Ohm is in this remote locale to spread his parents’ ashes, and upon completing that task, he encounters Jerry (David Wilmot), a forest hermit who has a fondness for consuming magic mushrooms in his goat’s milk. With a bushy beard and an eccentric disposition, Jerry is a rustic woods-dweller, and his presence amplifies the proceedings’ off-kilter mood.

That’s additionally exacerbated by a host of small incidents, such as Ohm arriving at the hotel and encountering Fergal (Michael Patric) sporting his latest hunting kill (via crossbow), and proprietor Mr. Cobb (Brendan Conroy) scaring two young boys with a fable about a witch that preys upon lost travelers, shackling and dragging them to the underworld.

Between this and the occasional sight of figurines and wood carvings of cherubic children, Hokum introduces plenty of unnerving elements, not least of which is the anecdote that the hotel’s honeymoon suite—which was once frequented by Ohm’s parents—is thought to be haunted and remains, like the elevator leading to it, locked up.

Ohm isn’t a man of superstition, and he responds to talk about paranormal activity with tetchy skepticism. Nonetheless, following a near tragedy that temporarily knocks him out of commission, Ohm is stunned by the news that Fiona has gone missing and Jerry, whose wife met a supposedly untimely fate, is the prime suspect.

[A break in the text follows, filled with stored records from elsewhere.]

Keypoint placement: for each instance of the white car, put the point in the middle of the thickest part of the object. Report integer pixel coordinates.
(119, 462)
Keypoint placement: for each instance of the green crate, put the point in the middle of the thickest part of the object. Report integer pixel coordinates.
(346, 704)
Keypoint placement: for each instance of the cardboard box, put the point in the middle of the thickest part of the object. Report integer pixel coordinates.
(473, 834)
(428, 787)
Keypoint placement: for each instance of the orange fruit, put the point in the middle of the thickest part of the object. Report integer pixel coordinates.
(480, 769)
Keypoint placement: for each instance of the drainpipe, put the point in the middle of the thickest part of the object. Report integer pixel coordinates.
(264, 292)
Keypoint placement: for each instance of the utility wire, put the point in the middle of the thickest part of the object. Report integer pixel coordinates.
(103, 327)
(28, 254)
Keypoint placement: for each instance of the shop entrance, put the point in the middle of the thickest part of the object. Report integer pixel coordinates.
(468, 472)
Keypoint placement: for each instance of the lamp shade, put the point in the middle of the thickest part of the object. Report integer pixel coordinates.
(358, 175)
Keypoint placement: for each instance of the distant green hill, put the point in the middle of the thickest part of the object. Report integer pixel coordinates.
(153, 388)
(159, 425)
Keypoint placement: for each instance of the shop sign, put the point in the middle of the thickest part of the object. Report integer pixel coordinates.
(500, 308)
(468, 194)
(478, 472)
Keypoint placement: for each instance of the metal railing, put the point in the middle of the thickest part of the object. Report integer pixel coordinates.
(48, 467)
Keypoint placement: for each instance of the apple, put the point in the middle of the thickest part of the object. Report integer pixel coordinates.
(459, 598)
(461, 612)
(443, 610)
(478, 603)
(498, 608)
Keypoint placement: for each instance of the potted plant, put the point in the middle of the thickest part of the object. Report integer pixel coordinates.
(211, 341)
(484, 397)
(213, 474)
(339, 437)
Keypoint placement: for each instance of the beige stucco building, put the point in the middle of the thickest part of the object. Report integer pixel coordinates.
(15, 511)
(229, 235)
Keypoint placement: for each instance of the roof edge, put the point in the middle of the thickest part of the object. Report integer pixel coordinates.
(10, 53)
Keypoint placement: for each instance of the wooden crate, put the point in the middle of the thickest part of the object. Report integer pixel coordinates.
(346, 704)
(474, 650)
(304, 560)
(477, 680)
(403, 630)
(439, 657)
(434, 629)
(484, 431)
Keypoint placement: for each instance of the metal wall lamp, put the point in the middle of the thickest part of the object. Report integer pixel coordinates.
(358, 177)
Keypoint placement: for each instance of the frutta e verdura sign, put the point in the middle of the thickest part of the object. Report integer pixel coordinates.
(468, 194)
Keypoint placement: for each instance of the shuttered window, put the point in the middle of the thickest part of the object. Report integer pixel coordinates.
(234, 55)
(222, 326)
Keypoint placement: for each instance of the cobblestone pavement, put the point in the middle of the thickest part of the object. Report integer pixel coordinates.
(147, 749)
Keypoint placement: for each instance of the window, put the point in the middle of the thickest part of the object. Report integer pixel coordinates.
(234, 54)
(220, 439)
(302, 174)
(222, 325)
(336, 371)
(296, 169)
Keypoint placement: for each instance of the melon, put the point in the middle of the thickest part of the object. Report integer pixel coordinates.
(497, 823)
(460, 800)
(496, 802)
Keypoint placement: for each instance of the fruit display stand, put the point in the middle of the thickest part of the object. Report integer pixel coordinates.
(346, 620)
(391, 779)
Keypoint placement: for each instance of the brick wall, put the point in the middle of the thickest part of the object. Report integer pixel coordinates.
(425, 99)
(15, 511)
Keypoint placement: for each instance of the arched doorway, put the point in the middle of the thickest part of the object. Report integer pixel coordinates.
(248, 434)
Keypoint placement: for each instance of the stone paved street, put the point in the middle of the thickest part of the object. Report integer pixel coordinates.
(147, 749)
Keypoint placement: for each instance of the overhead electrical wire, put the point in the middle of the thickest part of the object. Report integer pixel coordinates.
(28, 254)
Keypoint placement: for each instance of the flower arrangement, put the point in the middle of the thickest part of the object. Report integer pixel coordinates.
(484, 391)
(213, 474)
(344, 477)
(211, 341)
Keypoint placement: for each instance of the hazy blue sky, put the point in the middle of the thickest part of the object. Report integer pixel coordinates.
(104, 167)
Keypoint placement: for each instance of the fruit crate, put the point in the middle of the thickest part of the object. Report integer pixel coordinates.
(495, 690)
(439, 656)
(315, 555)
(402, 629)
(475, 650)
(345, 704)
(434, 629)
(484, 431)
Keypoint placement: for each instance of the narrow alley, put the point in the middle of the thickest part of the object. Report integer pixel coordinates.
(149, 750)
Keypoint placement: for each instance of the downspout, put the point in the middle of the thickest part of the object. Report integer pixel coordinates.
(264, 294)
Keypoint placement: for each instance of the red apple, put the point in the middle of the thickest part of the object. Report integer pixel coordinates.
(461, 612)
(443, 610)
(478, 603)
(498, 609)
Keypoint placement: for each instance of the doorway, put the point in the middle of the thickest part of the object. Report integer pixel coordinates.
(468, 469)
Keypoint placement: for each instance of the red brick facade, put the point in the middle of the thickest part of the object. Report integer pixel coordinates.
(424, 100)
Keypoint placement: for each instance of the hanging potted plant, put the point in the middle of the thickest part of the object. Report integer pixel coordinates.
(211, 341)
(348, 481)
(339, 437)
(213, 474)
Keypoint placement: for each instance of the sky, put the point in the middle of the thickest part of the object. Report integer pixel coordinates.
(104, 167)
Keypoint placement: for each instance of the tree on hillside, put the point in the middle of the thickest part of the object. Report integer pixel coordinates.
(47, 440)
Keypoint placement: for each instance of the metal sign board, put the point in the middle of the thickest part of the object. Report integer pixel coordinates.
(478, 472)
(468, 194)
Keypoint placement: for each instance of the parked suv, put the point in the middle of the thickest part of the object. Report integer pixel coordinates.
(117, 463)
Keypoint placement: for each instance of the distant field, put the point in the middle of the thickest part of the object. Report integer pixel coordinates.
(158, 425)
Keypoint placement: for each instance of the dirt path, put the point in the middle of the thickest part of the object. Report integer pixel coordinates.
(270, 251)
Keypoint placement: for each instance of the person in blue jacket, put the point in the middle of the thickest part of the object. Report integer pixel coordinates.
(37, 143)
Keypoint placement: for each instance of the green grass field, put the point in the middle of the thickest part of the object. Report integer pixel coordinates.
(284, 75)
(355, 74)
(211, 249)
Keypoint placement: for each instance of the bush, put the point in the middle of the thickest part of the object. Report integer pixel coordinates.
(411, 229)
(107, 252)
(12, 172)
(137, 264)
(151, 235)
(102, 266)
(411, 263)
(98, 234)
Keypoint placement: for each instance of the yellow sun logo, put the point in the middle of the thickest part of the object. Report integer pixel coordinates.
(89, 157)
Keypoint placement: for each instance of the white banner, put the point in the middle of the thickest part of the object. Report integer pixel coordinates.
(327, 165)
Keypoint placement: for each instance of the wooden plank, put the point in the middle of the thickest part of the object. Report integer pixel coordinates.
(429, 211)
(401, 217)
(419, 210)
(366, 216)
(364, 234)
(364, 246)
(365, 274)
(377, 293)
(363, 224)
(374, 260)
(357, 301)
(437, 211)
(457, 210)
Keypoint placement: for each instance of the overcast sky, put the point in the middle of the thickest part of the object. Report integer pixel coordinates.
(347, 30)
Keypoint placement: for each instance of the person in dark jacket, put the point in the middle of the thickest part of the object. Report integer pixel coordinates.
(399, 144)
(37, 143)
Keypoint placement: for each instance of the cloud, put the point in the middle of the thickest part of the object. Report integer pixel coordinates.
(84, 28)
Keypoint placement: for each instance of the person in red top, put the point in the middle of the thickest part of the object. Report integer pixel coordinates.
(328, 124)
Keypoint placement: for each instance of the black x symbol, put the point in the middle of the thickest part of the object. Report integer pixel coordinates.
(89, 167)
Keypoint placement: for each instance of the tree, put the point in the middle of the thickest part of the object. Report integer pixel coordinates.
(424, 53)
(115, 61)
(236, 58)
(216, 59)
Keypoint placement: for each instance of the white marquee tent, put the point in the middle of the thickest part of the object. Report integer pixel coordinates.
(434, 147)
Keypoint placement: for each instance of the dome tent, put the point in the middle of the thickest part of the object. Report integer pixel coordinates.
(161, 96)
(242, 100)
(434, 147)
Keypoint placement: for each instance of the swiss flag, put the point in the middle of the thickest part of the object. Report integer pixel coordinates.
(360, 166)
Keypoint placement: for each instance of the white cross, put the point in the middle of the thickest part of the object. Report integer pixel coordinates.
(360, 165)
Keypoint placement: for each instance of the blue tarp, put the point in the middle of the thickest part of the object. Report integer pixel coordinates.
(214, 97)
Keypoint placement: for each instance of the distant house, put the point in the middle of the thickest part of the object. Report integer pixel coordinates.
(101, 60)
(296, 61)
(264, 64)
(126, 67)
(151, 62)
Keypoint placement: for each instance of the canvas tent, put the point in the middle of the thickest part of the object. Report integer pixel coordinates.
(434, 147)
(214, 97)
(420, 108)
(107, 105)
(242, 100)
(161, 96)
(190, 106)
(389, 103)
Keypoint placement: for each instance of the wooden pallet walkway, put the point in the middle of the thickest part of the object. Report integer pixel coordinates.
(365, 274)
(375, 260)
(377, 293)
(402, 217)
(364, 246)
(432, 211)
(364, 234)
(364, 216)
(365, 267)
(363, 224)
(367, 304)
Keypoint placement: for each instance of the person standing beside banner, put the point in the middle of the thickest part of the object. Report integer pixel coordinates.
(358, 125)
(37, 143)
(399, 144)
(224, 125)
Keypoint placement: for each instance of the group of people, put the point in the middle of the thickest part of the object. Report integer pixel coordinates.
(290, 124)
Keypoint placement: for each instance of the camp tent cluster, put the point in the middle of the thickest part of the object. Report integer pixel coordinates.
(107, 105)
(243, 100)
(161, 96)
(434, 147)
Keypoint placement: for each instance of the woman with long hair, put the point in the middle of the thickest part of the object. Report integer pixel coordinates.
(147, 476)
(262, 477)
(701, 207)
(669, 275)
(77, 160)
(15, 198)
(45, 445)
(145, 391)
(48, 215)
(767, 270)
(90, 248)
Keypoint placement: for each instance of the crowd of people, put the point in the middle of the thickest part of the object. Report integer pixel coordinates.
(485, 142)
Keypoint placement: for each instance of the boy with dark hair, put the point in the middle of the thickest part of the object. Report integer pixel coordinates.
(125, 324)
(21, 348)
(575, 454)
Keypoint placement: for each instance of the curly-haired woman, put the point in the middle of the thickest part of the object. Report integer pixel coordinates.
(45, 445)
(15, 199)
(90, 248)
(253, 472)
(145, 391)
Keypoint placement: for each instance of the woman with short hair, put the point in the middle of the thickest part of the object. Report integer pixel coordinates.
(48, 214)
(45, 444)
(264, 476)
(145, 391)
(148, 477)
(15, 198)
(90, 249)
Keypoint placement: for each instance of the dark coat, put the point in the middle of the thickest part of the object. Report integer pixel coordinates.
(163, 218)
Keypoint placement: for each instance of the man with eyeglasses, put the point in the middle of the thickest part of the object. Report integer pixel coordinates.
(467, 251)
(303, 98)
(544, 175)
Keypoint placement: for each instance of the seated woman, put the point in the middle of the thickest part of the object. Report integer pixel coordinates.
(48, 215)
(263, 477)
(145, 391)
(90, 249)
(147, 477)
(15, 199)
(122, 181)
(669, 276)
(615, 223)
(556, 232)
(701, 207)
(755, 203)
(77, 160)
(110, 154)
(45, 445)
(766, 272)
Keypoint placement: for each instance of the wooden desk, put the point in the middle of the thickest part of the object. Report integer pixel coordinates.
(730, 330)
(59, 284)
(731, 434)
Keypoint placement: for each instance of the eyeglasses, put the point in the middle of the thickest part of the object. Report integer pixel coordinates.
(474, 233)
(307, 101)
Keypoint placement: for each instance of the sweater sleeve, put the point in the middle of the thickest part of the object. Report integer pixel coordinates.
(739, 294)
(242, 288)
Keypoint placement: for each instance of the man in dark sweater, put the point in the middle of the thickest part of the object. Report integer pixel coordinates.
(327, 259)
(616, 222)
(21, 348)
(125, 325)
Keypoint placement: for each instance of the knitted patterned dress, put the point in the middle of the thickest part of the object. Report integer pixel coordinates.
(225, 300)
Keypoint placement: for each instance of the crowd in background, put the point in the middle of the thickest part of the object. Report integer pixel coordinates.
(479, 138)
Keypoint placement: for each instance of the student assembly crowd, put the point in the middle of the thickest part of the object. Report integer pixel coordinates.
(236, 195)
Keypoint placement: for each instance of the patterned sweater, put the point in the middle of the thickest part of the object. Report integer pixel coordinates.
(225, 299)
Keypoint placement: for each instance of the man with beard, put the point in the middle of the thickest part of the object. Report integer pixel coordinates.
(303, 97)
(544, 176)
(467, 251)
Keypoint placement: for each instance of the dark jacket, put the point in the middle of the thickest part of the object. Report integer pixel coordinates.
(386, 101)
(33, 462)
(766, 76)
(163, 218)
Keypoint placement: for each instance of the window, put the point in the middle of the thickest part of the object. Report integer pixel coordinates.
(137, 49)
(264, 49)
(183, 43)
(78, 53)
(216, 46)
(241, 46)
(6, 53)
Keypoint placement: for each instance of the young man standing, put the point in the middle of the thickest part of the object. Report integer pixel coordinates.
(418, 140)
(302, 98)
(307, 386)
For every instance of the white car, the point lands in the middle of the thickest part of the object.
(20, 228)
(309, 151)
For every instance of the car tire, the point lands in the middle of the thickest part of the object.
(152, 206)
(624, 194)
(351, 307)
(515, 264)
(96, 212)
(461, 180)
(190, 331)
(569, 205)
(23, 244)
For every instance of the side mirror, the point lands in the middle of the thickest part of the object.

Hokum starring Adam Scott.
NEON

McCarthy builds his narrative gradually, but that’s not to say Hokum is listless. Rather, the director establishes a startling tone from the start and maintains it through repeated jump-scares involving ghoulish faces and unexpected entities appearing out of the blue behind his protagonists, the latter of which results in the material’s finest (and least overtly monstrous) scare.

Cinematographer Colm Hogan’s evocative visuals and composer Joseph Bishara’s moan-punctuated score contribute to the sense that there’s something unreal afoot, and editor Brian Philip Davis cuts to maximize shocks, creating a malevolent edge-of-your-seat atmosphere.

Hokum truly gets going when Jerry tells Ohm that he thinks Fiona might be in the forbidden honeymoon suite. Breaking in, only to get trapped inside, Ohm experiences a night unlike any other, and McCarthy casts his action as akin to a waking dream (or hallucination), with secret doors tucked away beneath desks, a dirty canopy bed decked out with white drapes, and an ancient dumbwaiter that leads to the basement.

Illuminated solely by lanterns, as is Ohm’s path as he navigates hair-raisingly dark corridors, this chamber proves anything but comforting. The unholy forces that soon plague Ohm are similarly disturbing, marked as they are by pale, cracked visages that are barely visible in the gloom.

Scott is a most harried man in Hokum, as well as something of a jerk. McCarthy’s script doesn’t attempt to soften the character, recognizing in him a deep wellspring of bitter hostility aimed simultaneously outward and inward, and as his ordeal progresses, subtle links between his past and the hotel’s slowly emerge.

Nonetheless, the writer/director refuses to make any such notions one-to-one explicit. Instead, he merely hints at the dynamics intertwining Ohm and his strange environs, not to mention the apparent specter determined to make this evening his last.

Adam Scott in Hokum.
Adam Scott. NEON

As befitting an affair such as this, McCarthy besets Ohm with dilemmas that both defy logic (including a strange black-and-white TV program starring a guy who’d be right at home in John Carpenter’s They Live) and speak to his anguished condition. Whether it’s in the novelist’s manuscript or at the Bilberry Woods Hotel, tales of children being hurt, or hurting others, abound, as does a persistent—and, for Ohm, personal—strain of regret for mistakes made and crimes that can’t be undone.

There isn’t an image in Hokum to rival the depiction in his previous film of a human-sized, open-mouthed wooden mannequin sitting at a kitchen table, yet McCarthy again demonstrates his gift for crafting illusory situations and alarming surprises. Just as Ohm comes to realize that the supernatural isn’t hogwash, Hokum is further proof that the writer/director is the real deal.